Freight costs are surging, and the U.S. is experiencing a shortage of truckers, due to a U.S. transportation boom.
The number of Americans on unemployment benefits is the lowest since 1973.
Factory workers are seeing faster wage growth.
U.S. consumer sentiment is at its strongest in 14 years.
All of this strong economic activity has investors convinced that interest rates will be going up, which is making them bullish on the U.S. dollar.
Rising interest rates in the U.S. aren’t good news for the rest of the world, though, because a stronger dollar and higher rates add pressure to countries whose economies aren’t as strong as America’s.
Rising interest rates have also sent home mortgage rates to seven-year highs. That is bullish news for regional banks (who we talked about last month) via higher profits on lending spreads.
Again, the weakness in the rest of the world (and fears of trade war) are a growing concern with the U.S. dollar rising. That is why the large-cap-dominated Dow and S&P 500 indices are still well off their highs, but the S&P 600 Small Cap Index is at new all-time highs (as the chart shows below).

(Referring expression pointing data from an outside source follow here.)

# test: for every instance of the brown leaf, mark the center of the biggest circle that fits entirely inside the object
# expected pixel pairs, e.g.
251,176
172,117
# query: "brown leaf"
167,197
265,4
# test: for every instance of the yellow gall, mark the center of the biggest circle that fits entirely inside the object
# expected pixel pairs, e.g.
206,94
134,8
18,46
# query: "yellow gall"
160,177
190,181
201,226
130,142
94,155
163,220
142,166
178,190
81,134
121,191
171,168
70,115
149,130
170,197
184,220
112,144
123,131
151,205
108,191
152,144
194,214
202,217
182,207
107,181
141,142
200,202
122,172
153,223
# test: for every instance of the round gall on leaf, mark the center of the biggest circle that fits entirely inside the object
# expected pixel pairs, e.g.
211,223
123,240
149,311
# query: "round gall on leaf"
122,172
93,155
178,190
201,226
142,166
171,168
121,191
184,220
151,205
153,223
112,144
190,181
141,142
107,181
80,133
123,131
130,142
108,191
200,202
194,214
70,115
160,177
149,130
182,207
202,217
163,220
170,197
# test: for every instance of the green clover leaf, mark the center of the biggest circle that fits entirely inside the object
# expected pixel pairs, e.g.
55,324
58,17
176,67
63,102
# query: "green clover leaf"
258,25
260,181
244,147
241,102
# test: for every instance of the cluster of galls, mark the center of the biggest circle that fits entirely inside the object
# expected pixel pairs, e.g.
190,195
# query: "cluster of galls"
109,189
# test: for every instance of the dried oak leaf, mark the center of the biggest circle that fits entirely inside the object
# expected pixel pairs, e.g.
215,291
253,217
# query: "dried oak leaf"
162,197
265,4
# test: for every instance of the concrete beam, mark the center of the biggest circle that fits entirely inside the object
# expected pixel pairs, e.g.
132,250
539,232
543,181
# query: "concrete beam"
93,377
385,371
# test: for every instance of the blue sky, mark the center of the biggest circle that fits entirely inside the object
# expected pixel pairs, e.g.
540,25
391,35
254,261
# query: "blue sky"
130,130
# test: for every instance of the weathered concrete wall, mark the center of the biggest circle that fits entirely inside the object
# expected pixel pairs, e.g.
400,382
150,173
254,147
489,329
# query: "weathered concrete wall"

As another vivid illustration of investor sentiment, take a look at the top ten holdings of the S&P 600 Small Cap Index. You might notice something: They are all green.
There are real concerns for the health of the overall market right now. With that said, it’s clear small caps are the winners in this environment.
The U.S. domestic economy is humming and almost on the verge of running hot. Domestic-oriented names are better positioned to avoid trade war fallout. And the rising U.S. dollar is bad news for international profit outlooks, but not for local ones.
All of that combined is driving the outperformance of small caps.